Framed is remarkably simple, trading words for images with impressive elegance. But, my other favorite movie-themed Wordle-like, Box Office Game, is another story. Based on the game that actor Griffin Newman and critic David Sims play at the end of each episode of their podcast Blank Check with Griffin and David, Box Office Game gives you a date and asks you to guess the top five movies at the box office that weekend. It gives you each film's weekend gross, the number of weekends it has been in theaters, its position the previous week, and its distributor. That's a lot of information, and that's the baseline you begin a game with. If you need a hint, you can sacrifice points to see the tagline, the director, the three top-billed actors, the budget, the genre, and the final gross. If you're really stuck (and willing to sacrifice 180 of the 200 possible points for each entry), you can see a plot summary (which may, inadvertently, reveal the title). It can be overwhelming if you aren't wired to enjoy this kind of thing.

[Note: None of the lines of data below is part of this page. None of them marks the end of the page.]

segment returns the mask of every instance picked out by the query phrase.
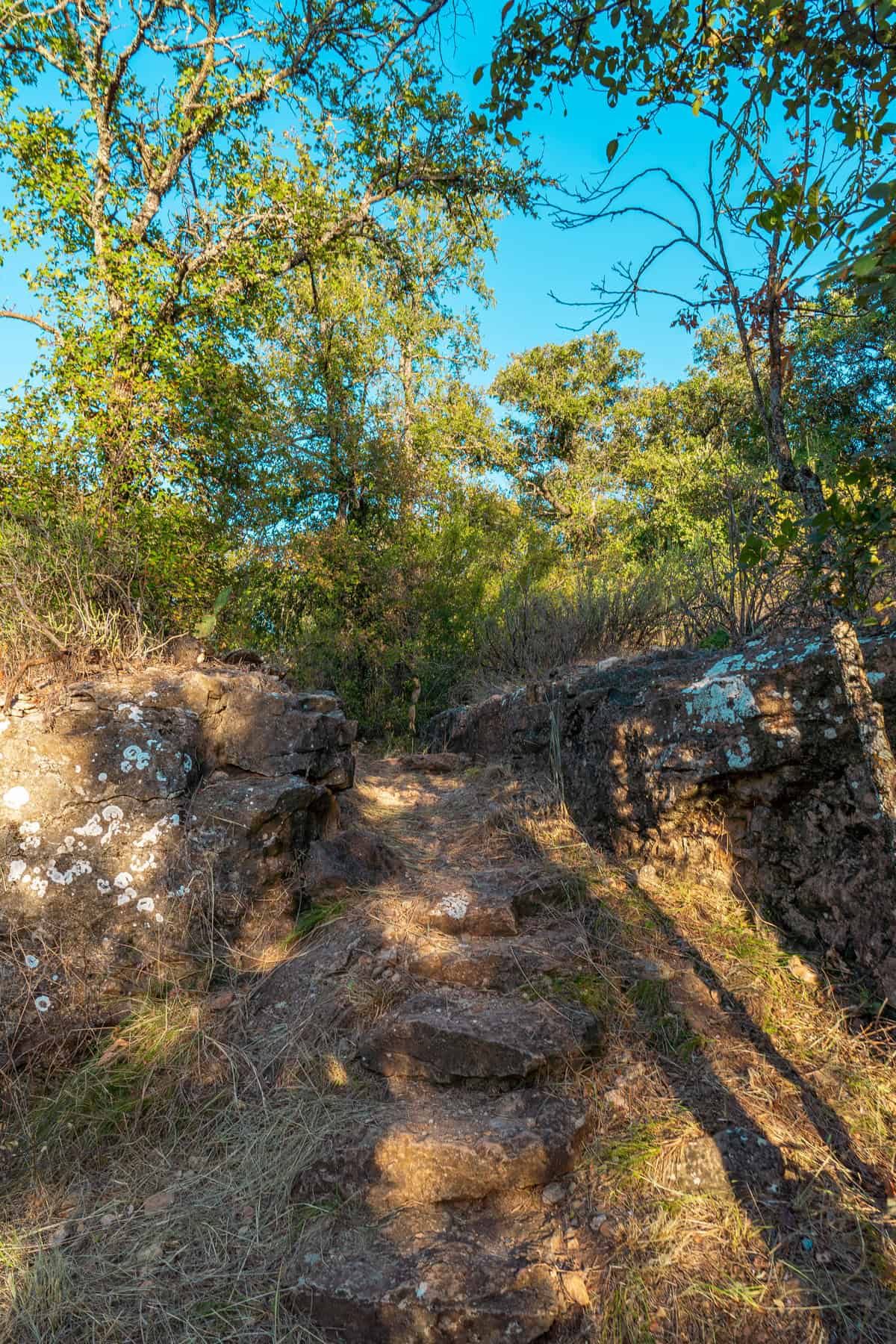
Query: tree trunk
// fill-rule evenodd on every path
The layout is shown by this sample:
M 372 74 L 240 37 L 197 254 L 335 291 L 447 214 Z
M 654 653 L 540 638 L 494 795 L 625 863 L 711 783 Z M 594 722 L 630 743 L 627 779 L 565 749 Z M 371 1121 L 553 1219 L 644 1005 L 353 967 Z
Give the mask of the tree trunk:
M 754 351 L 748 344 L 750 337 L 746 333 L 743 321 L 737 323 L 737 328 L 744 356 L 752 375 L 754 391 L 759 402 L 758 410 L 778 469 L 778 481 L 783 491 L 799 497 L 805 515 L 811 517 L 825 509 L 825 491 L 819 476 L 807 465 L 798 468 L 790 450 L 783 411 L 785 317 L 780 309 L 775 263 L 776 253 L 772 253 L 767 284 L 768 406 L 762 399 L 759 382 L 755 376 Z M 837 560 L 829 542 L 822 543 L 822 563 L 829 573 L 836 574 Z M 889 851 L 896 857 L 896 758 L 889 745 L 884 711 L 872 694 L 868 673 L 865 672 L 865 659 L 862 657 L 861 644 L 858 642 L 858 634 L 856 633 L 850 613 L 834 597 L 827 597 L 825 599 L 825 616 L 829 621 L 830 637 L 837 655 L 846 703 L 858 731 L 862 757 L 868 766 L 880 816 L 887 831 Z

My family members play many of the Wordle clones, to the extent that most of the texts I receive in a day are my mom, dad, sister, and brother-in-law sharing results. The full spread includes Wordle, Dordle (two simultaneous Wordles), Quordle (four simultaneous Wordles), Octordle (eight simultaneous Wordles), Heardle (a music Wordle), and Worldle (a geography Wordle). I've introduced Framed and Box Office Game to the group, too. Unsurprisingly, none of them like Box Office Game, but plenty play Framed.

There's something elemental about it. Anyone can enjoy the process of seeing a picture they recognize, recalling where they recognize it from, and getting rewarded with a "You Got It!" screen. It's a very accessible form of trivia, which basically anyone who enjoys movies, however casually, can have a good time playing for a few minutes in the morning before they start their day.

Box Office Game, on the other hand, is more baroque and, really, only for a select group of freaks. Newman frequently says something to the effect of, "My brain is broken," to explain why he's consistently able to guess the top five movies on his podcast and, yeah, that's sort of how I feel about my relationship to Box Office Game, too. As a middle schooler, the shows I watched most often were The Directors and What It Takes, biographical programs on Reelz Channel (a cable channel catering to cinephiles) that recounted the life stories of filmmakers and actors, respectively. I still will occasionally ask my family to give me two actors so that I can connect them in a game of Six Degrees of Kevin Bacon. Box Office Game was made for people like me.

If you're interested in the history of movies, Box Office Game provides interesting snapshots. In a recent game from August 2008, Pineapple Express and Step Brothers were both in the top five. That marks the late 2000s as a very different landscape, when theatrical comedies (which rarely do well overseas) were still seen as viable moneymakers. But, that weekend's top performer — The Dark Knight — also gives us a glimpse of our superhero-saturated present. And the other films in the top five, The Sisterhood of the Traveling Pants 2 and The Mummy: Tomb of the Dragon Emperor, remind us that while the MCU has turbocharged it, Hollywood's sequel obsession isn't anything new.

Between the two games, you get a broad spectrum of what I find interesting about film. Framed provides the art, Box Office Game memorializes the commerce. Though Box Office Game is the more obvious history lesson, both provide interesting windows into the medium's past. For example, if you can see film grain on a Framed clue, that's a pretty reliable indicator that the movie was made before the late 2000s. The industry-wide move from film to digital is visible in the art — you can see the history on screen. Both games reward me for the knowledge I already have, but Box Office Game is the one that really feels like it's teaching me something new. Or, at least, reminding me of things that I used to know.